Zum „Sanierungstarifvertrag“ bei Thyssenkrupp Steel

Stahlkampf ist Zukunft

Bei Thyssenkrupp Steel, der Stahltochter des Traditionsunternehmens, ist schon länger einiges im Gange gewesen. Spätestens seit dem vergangenen Sommer, als die Sparpläne des Vorstands bekannt wurden, war klar, wohin die Reise geht. Damals war von einem Abbau von über 10.000 Stellen, einer Halbierung der Stahlproduktion und der Schließung ganzer Standorte die Rede.

Jetzt ist auf dem Thema vorerst der Deckel drauf, ein „Sanierungstarifvertrag“ wurde abgeschlossen. Von drei harten Verhandlungstagen ist die Rede, an denen sich Unternehmensvertreter und Gewerkschaftsvertreter schließlich geeinigt haben.

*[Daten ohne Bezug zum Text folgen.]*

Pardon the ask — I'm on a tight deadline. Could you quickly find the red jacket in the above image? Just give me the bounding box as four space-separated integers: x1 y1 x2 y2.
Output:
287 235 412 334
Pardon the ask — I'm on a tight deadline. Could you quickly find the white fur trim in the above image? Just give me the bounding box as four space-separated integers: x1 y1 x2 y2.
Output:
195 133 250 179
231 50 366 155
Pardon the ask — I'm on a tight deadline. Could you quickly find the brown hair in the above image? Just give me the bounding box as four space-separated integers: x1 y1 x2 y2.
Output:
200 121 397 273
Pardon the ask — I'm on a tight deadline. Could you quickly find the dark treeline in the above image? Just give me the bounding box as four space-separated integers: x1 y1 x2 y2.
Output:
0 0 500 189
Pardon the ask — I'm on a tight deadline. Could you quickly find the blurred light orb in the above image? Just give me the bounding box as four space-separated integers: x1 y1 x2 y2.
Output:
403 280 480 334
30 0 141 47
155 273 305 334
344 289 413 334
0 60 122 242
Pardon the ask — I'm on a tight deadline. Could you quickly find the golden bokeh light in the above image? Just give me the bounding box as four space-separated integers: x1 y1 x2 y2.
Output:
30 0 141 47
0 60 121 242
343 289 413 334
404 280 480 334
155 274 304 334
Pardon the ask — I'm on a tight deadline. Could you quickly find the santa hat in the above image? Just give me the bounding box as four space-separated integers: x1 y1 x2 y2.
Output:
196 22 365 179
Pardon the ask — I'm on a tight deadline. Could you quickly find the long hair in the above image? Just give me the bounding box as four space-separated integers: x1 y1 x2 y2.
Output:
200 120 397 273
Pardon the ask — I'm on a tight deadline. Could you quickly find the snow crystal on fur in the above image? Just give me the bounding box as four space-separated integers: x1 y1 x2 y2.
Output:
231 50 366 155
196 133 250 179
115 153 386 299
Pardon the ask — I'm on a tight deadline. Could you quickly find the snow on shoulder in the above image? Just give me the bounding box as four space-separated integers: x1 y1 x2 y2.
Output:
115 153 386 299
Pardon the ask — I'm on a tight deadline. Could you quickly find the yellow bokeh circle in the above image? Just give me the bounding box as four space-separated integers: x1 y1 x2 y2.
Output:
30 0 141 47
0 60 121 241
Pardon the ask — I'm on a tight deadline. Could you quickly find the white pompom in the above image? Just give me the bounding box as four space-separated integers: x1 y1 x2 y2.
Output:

Als Ergebnis steht wohl ein Lohnverlust von rund 8 Prozent für die Beschäftigten. Der setzt sich aus der Streichung von Urlaubsgeld und Kürzung von Jubiläumszahlungen und Zuschlägen sowie aus der Reduzierung der Arbeitszeit auf 32,5 Stunden pro Woche zusammen, selbstverständlich ohne Lohnausgleich.

Die im Vorfeld veröffentlichte Liste der Unternehmensforderungen, die unter den Kolleginnen und Kollegen dramatisch als „Giftliste“ die Runde machte, kündigte diese Einschnitte bereits an. So etwas dürfte bei Thyssenkrupp Steel nach über einem Jahr Hin und Her aber auch niemanden richtig überraschen.

Zwischen der Veröffentlichung im letzten Sommer und dem jetzigen Ergebnis, das bis 2030 für Ruhe im Unternehmen und Sicherheit für die Beschäftigten sorgen soll, ist einiges passiert. Immer wieder schafften es Gerüchte zu neuen Plänen für die Stahltochter in die Nachrichten: Mal ging es um die Abkehr vom grünen Stahl, mal um den bereits fast vollzogenen Verkauf einzelner Tochterunternehmen.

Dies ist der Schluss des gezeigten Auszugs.